SUMO Chain Formation by Plant Enzymes.

Methods Mol Biol

Department of Biochemistry and Cell Biology, Max F. Perutz Laboratories, University of Vienna, Dr. Bohr Gasse 9, 1030, Vienna, Austria.

Published: December 2017

SUMO conjugation is a conserved process of eukaryotes, and essential in metazoa. Different isoforms of SUMO are present in eukaryotic genomes. Saccharomyces cerevisiae has only one SUMO protein, humans have four and Arabidopsis thaliana has eight, the main isoforms being SUMO1 and SUMO2 with about 95 % identity. Functionally similar to human SUMO2 and SUMO3, Arabidopsis SUMO1 and 2 can form chains, even though they do not possess a consensus SUMOylation motif. The surprising finding that plants have dedicated enzymes for chain synthesis implies a specific role for SUMO chains in plants.
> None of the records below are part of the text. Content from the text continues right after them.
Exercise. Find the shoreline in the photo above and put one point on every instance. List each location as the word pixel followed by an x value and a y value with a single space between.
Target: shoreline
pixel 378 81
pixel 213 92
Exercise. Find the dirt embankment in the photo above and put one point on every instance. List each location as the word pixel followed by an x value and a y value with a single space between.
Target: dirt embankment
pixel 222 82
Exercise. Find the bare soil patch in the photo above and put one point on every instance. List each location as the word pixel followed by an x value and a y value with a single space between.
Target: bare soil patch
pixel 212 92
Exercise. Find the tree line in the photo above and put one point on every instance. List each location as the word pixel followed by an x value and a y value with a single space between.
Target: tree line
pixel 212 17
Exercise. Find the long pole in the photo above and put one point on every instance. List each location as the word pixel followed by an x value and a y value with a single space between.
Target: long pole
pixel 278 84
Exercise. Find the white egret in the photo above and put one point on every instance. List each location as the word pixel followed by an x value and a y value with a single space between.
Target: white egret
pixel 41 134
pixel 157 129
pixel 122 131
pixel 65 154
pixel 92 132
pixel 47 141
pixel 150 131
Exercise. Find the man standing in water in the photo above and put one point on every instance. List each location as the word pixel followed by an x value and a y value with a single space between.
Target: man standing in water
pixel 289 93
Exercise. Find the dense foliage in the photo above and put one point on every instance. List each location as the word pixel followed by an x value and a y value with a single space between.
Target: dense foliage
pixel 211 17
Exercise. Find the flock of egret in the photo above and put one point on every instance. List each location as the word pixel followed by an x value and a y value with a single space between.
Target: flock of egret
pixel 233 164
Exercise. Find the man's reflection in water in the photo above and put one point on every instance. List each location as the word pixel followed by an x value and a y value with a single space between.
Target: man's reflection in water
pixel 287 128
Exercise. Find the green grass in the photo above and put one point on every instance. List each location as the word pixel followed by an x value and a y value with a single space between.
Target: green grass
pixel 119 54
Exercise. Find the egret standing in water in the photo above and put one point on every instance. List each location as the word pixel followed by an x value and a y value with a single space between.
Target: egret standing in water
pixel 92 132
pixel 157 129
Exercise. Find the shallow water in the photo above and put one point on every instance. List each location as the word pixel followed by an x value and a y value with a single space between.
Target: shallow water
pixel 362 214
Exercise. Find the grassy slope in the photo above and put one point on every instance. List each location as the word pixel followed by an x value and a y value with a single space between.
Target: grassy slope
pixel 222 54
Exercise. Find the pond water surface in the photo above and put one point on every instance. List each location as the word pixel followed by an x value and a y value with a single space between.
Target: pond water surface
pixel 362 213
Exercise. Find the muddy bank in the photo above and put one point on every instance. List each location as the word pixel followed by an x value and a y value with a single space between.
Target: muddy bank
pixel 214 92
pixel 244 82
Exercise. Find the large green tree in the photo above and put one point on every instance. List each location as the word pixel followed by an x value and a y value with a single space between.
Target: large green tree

By the cooperative action with SUMO chain recognizing ubiquitin ligases, chains might channel substrates into the ubiquitin-dependent degradation pathway.A method is described to generate SUMO chains, using plant enzymes produced in E. coli. In vitro SUMO chain formation may serve for further analysis of SUMO chain functions. It can also provide an easy-to-synthesize substrate for SUMO-specific proteases.